First, I assembled the carcass. I used 3/4″ poplar plywood from Home Depot and had them rip the 4×8 piece into three 15″ strips. The 4 x 4 sheet, I had them rip one 15″ strip vertically and then the left-over piece ripped into three 15″ strips again. I then cut everything to length at home on my miter saw.
Since I had planned to build a second one for myself, I wasn’t great at taking progress pics at this point. I wanted to see how it all came together first. When I build the second one, I’ll update with more pics. 😉
This is the point when I finally thought, “I think this might actually work!” Ha!
Ashley has all the plans laid out, but a few things I wanted to point out. Make sure you wait to cut your face trim (the 1×2’s and 1×6) until you’ve got the 1×4 base trim on. Then do the two end vertical 1×2 pieces and measure from your piece to make sure you’re not off by a touch. Then the horizontal 1×6. Then the other 4 vertical 1×2’s (two long and two small for top shelf). And last the three horizontal 1×2’s across the middle shelf. You want a nice, tight fit, so even 1/4″ can leave a big gap!
I will do a separate post on the herringbone pattern with a video soon. But I used 1×6’s and all 45 degree miters. I just attached them with brad nails directly to the plywood base.
I also mitered my 1×3’s at the corners to frame it out since I think it gives it a nice, clean look.
I stained it at this point before adding the track and hardware. I used Danish Oil in Medium Walnut per my customer’s request. I think it contrasts nicely with the black hardware.
I find that the Danish Oil tends to dry out the wood fairly quickly, so I sealed it with Minwax Polycrylic just a couple hours later.
Then I moved on to the hardware. I used the Shanty 2 Chic plans for DIY sliding barn door hardware, and their tutorial and video were REALLY helpful.
I did end up making some changes and adjustments, though. Since I was doing two doors, I needed to buy double of the door hardware. I doubled everything but the track/bar. Since this is also longer, I wanted two additional screws and spacers to secure it better. I bought an 8′ aluminum bar, and I really didn’t want to have to buy another one for the vertical pieces on the doors, so I also shortened the length of those from the original plans. I cut my bar right around 71″, and the vertical pieces at 6″.
At that point, I noticed a couple things that I knew were going to bother me. One, there’s nothing to keep the doors from sliding right off the end of the track. Most barn doors have stoppers at the end to keep them on the rail. And the second thing is that since the spacer is a full 1″, it leaves a big gap at the top, and then the bottom of the door swings closed. So from the side, the gap is uneven.
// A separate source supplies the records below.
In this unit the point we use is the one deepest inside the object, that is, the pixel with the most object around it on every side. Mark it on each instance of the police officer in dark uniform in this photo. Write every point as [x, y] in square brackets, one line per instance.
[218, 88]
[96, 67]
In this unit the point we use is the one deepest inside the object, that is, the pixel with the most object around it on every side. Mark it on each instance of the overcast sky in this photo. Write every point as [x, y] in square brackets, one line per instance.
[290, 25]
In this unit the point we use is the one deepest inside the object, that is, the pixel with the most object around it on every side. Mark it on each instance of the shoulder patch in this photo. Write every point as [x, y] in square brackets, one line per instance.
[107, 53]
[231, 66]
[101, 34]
It’s not a big deal, but aesthetically it bothered me a little.
To fix the problem, I got rid of the 1″ spacers. I went back to Home Depot and bought six 1/2″ spacers instead. I used 4 of them between the track and the console, and then I used two to go on the outside of the track at the two end screws. That provided a little stopper for my doors!
Be sure to either use shorter screws for the two middle spacers, or place them right where the vertical plywood is, or your screws will be too long and stick out behind your 1×6. It’s not a big deal and won’t be noticed, but just something to be aware of.
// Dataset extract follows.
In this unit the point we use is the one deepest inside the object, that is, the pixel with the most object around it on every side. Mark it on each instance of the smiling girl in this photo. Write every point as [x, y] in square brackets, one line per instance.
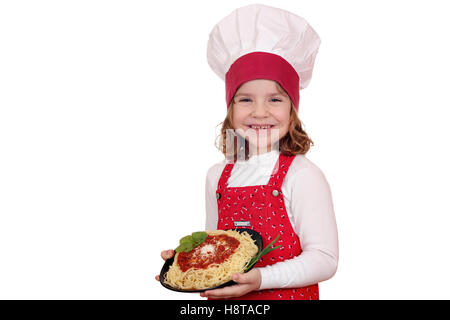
[266, 55]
Here you can see how the door is nice and flush with the console. Perfect gap!
And the final step was to attach the backing and drill holes for the cords! I used a 1.25″ hole saw drill attachment to make a good size hole in each of the top three shelves.
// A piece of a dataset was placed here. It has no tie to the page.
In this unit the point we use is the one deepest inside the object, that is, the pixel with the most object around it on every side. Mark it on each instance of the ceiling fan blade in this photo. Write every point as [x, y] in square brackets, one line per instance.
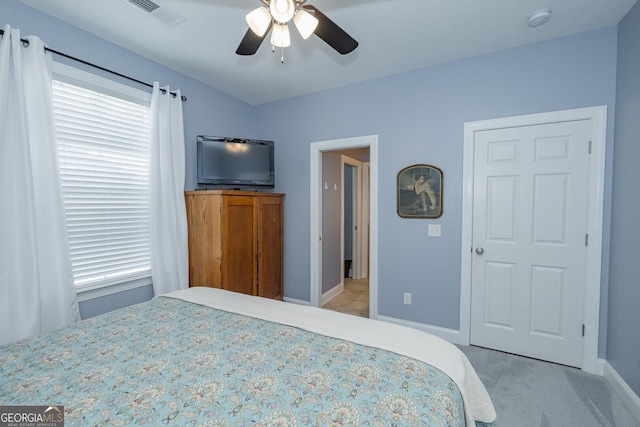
[331, 33]
[251, 42]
I think it still looks nice and neat but allows the electronics to be easily accessible.
I’ll also try to do a video or tutorial for the door pattern if you’re interested? Also just more 45 degree angles.
And one final tip, I used Rustoleum spray paint for all the hardware, and it worked beautifully! But I noticed that the top of the track was starting to peel and flake off. It stayed just fine on the plastic wheels (which actually surprised me!) but didn’t like the aluminum bar for some reason. I tried multiple different paints and sanding, but nothing worked. I finally decided to just sand off the top of the rail and leave the silver exposed, so it wasn’t just chippy paint everywhere.
It worked great! It looks like it was meant to be that way, and no more chipping!
Thank you again, Ashley, for helping me get plans out to the world. You are a rock star!